If school are not backing you up, are they aware that he's refusing to have her more often than he takes her?
Is there anyone else who can speak on your behalf?

7YOChangeToContact · 18/02/2022 20:38

@WonderfulYou

I’m shocked he’s likely to get 50/50 instead of increasing to 2 night EOW or even 1 night every weekend.

What was the reason he stopped the week day visits?
I would start with this in court that he failed to keep up with these.

If 50/50 does happen then change your way of thinking.
He should absolutely step up and do his fair share. Why is it fair that you do 90% of the work.
Your relationship with DD won’t change for the worse, it may even get better as she’ll be excited to see you and you’ll get to be a fun parent too whilst he’ll have to deal with the boring day to day stuff.

Use the time to have some well deserved you time and get some new friends and go out and have fun!
Make sure you post videos and photos so he can see your not sat there crying and lonely like he hoped you would be.

@WonderfulYou

What was the reason he stopped the week day visits?

He just says he can't do them anymore as work won't let him have the time off. Not sure how true it is but my solicitor thinks this is reasonable and probably be accepted by the court. If he gets 50/50 he could use childcare if work won't give him the time off.

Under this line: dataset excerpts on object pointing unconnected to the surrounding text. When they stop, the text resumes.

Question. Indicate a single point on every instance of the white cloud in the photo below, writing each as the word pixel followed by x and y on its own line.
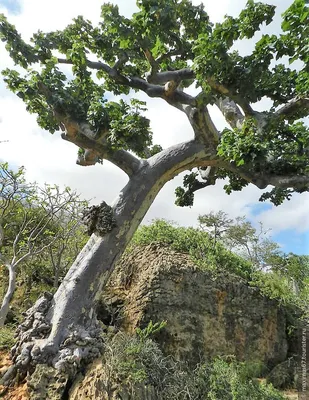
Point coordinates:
pixel 47 158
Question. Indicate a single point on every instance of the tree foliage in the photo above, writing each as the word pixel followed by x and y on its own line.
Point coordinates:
pixel 39 226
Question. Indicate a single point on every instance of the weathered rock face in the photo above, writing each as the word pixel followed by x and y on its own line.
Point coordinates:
pixel 206 315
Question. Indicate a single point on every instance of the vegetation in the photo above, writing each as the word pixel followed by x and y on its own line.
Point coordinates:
pixel 38 226
pixel 161 51
pixel 274 282
pixel 137 362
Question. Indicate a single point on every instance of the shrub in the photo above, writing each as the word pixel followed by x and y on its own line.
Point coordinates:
pixel 196 243
pixel 136 361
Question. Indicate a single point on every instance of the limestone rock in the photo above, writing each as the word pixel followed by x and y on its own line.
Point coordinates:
pixel 206 315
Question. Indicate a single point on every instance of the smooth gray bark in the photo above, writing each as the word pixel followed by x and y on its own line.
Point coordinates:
pixel 9 294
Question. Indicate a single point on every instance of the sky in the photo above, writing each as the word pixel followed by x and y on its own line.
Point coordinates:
pixel 49 159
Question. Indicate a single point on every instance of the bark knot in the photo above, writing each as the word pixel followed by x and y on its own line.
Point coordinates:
pixel 99 219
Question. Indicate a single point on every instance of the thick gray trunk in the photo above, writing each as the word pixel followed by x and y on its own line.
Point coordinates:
pixel 9 294
pixel 73 302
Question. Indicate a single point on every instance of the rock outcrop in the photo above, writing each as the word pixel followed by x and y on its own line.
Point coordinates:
pixel 207 314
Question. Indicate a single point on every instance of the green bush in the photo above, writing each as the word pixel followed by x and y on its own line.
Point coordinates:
pixel 136 361
pixel 7 340
pixel 275 286
pixel 196 243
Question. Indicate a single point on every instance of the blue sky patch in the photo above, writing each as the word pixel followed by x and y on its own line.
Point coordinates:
pixel 13 6
pixel 292 241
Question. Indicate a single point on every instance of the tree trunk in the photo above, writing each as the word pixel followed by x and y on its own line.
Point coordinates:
pixel 9 294
pixel 67 322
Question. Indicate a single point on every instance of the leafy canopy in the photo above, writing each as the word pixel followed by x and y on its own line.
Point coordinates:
pixel 161 50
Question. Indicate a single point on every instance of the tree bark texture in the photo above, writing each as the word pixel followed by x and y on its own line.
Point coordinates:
pixel 9 294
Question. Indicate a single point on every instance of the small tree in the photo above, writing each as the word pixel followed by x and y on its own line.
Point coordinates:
pixel 27 223
pixel 162 50
pixel 215 224
pixel 252 244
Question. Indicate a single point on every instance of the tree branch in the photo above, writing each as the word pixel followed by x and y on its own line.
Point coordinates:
pixel 231 112
pixel 296 106
pixel 177 96
pixel 81 134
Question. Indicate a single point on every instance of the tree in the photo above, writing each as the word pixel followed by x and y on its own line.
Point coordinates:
pixel 253 245
pixel 215 224
pixel 161 51
pixel 29 224
pixel 240 236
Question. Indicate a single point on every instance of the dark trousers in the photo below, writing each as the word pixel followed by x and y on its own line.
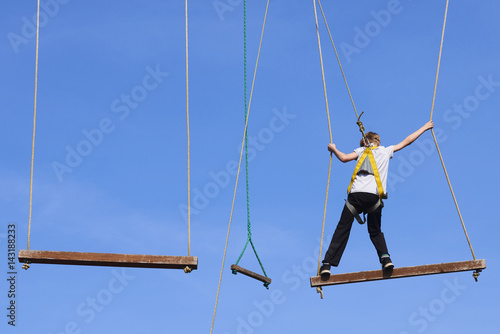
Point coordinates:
pixel 361 202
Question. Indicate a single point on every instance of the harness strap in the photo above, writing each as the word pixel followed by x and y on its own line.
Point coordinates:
pixel 368 153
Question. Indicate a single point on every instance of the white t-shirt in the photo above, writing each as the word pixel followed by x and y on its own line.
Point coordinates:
pixel 364 181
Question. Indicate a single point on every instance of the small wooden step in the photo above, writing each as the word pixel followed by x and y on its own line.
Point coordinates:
pixel 374 275
pixel 108 259
pixel 251 274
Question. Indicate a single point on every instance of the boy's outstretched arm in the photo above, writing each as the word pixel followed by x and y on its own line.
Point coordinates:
pixel 411 138
pixel 340 155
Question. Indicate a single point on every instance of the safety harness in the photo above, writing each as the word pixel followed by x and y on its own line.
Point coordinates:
pixel 366 164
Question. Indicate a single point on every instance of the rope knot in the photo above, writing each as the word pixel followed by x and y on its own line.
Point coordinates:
pixel 476 274
pixel 320 291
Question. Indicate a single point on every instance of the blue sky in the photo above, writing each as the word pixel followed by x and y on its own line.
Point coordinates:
pixel 110 162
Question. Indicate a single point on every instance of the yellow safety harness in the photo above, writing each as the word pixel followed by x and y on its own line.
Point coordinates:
pixel 369 166
pixel 368 153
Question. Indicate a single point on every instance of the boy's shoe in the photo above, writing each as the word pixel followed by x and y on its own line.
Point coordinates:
pixel 324 272
pixel 386 262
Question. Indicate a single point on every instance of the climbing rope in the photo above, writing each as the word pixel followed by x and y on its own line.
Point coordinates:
pixel 358 122
pixel 187 269
pixel 26 265
pixel 435 140
pixel 239 163
pixel 318 289
pixel 249 225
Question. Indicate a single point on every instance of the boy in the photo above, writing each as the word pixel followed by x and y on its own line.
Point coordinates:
pixel 365 194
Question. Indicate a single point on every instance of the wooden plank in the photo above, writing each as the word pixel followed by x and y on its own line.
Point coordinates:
pixel 374 275
pixel 251 274
pixel 108 259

Currently childcare is only holiday club as my mum helps me with pick up and drop off in term time. There's no wrap around at school so I don't know how he'd manage that.

I've accepted he won't pay for her activities and he probably won't take her (neither of them are on the nights he's supposed to have her) so she'll likely have to give them up as both Brownies and Swimming don't like you regularly missing too many.

OP posts:
2DogsOnMySofa · 18/02/2022 20:38

I would be keeping a log of the weekly contact he's missed and called this out to the court.

You say he's been consistent with his contact, but it seems he's not been consistent as he's missed his midweek contact.

7YOChangeToContact · 18/02/2022 20:40

@DelphiniumBlue

So he's asking for more contact even though he doesn't take up the contact he already has? You said he asks you to keep her on those days, have you kept the texts/ messages? I think this should be the main thrust of your argument, your solicitor should be advising you on this. It's a big step to go from one night EOW to 50:50, and surely it would be better for DD to do this gradually, with him taking her consistently 2 nights a week for several months before going on to 50:50. If school are not backing you up, are they aware that he's refusing to have her more often than he takes her? Is there anyone else who can speak on your behalf?
@DelphiniumBlue School have seen the current court order and know he's supposed to have her two nights a week but both the headteacher and her current teacher have said it's life if he's working and plenty of other parents don't consistently pick up their DC but aren't punished for it.

They know he was violent and controlling but said it's not their business (understandably).

They say DD needs to see him more because she's unsettled when she's been with him and they think she'd settle down more having a proper routine with him.